Delilah and Astrid’s sisterhood wasn’t typical. Delilah’s mother died when she was only three years old—cervical cancer, if Claire remembered correctly—and her dad married Isabel, Astrid’s mom, when she and Astrid were eight, so they’d practically grown up together.
Astrid told them that Delilah was a quiet kid from the beginning, attached to her father like a barnacle, which Claire supposed made sense. She understood single parenting. She also understood being a young girl with only one parent to rely on—it was a precarious, desperate, somewhat panic-fueled existence. But then Delilah’s dad died suddenly of an aneurysm when the girls were ten, and there were no grandparents, no aunts and uncles, so Isabel had sole custody of Delilah.
Claire remembered the first time she ever went over to Astrid Parker’s big Georgian-style brick house to swim in the crystal-blue pool in the backyard. Delilah was a shadow, peering at them through that mass of hair around the back patio’s stone pillars. Astrid had asked her if she wanted to come play once or twice, but Delilah never did, and Iris hardly ever had very nice things to say about her. Eventually, the shadow disappeared, and that’s how it went for years, on and on. Delilah was a ghost, a wraith. Claire always tried to be nice to her—Iris was a little more teasing, but they were kids and Delilah was strange. They didn’t know how to handle strange.
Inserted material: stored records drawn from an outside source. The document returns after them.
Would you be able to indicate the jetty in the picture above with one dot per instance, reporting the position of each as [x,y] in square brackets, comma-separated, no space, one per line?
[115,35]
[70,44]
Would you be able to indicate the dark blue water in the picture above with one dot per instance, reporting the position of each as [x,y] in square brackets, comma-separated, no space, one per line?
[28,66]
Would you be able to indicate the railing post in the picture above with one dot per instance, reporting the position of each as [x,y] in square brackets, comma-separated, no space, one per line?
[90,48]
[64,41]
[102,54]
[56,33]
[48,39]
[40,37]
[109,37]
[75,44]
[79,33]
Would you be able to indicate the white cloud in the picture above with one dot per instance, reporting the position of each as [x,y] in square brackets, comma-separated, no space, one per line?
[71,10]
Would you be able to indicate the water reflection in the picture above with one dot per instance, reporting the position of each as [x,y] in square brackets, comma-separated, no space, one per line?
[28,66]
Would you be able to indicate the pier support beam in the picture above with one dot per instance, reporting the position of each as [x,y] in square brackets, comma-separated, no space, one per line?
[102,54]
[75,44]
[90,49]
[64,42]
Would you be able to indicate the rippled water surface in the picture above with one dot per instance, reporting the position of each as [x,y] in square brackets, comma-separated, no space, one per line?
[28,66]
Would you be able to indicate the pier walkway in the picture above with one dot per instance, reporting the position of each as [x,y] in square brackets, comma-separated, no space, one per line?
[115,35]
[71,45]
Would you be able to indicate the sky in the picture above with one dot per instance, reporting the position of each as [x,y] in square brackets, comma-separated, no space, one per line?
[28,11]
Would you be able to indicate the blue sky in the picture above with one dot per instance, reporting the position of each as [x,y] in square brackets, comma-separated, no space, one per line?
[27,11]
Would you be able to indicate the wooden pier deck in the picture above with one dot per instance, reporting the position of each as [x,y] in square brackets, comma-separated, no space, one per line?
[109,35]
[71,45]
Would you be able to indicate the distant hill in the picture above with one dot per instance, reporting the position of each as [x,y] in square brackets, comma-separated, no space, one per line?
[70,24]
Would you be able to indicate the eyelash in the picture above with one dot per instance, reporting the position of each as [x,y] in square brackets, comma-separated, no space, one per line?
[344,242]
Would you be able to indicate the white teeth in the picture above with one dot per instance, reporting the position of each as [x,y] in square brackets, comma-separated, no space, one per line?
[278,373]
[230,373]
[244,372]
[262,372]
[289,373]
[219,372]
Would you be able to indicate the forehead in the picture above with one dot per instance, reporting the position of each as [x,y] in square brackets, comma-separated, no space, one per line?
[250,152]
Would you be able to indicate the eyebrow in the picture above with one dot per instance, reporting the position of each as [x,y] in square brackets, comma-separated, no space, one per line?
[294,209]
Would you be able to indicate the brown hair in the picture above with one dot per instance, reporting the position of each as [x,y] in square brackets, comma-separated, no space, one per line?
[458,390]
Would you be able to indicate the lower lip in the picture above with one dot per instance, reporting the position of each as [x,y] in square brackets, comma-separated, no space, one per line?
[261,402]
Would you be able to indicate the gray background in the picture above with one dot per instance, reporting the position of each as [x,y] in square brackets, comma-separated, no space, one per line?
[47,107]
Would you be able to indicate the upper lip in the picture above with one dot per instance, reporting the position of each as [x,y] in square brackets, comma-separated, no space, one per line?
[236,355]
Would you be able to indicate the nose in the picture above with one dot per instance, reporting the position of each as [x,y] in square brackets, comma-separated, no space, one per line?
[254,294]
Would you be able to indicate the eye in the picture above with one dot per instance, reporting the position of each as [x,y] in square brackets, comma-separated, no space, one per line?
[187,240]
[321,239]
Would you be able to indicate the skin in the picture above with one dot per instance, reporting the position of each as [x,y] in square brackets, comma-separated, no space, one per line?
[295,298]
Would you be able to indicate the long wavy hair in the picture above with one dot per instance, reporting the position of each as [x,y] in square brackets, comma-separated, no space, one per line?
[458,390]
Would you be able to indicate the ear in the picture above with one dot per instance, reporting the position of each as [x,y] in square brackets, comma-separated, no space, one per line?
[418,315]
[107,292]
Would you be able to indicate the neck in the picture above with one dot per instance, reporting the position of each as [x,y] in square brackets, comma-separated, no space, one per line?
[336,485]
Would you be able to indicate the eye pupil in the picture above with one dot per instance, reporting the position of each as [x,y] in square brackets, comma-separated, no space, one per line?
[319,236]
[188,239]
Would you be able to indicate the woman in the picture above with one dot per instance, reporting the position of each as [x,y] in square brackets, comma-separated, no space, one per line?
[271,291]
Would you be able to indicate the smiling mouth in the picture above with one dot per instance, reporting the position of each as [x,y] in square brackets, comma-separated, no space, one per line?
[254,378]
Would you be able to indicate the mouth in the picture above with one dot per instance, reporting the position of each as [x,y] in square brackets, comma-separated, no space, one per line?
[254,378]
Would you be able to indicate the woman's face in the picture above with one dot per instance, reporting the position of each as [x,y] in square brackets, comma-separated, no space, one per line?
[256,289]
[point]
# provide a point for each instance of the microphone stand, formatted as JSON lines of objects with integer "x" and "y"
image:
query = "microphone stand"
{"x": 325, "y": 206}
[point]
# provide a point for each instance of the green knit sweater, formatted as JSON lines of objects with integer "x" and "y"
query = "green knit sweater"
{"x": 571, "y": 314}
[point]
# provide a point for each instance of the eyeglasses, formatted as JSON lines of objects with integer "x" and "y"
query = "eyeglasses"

Since becoming a mother, Claire had sometimes thought of Delilah. At least she thought of the awkward girl she’d been growing up. Claire’s own daughter was a quirky kid, artistic and precocious, easily lost in her own head. She wondered if that’s all Delilah was, and she simply didn’t have the right parent to help her navigate it. Isabel wasn’t exactly the most maternal of mothers, and Astrid had been just a kid herself.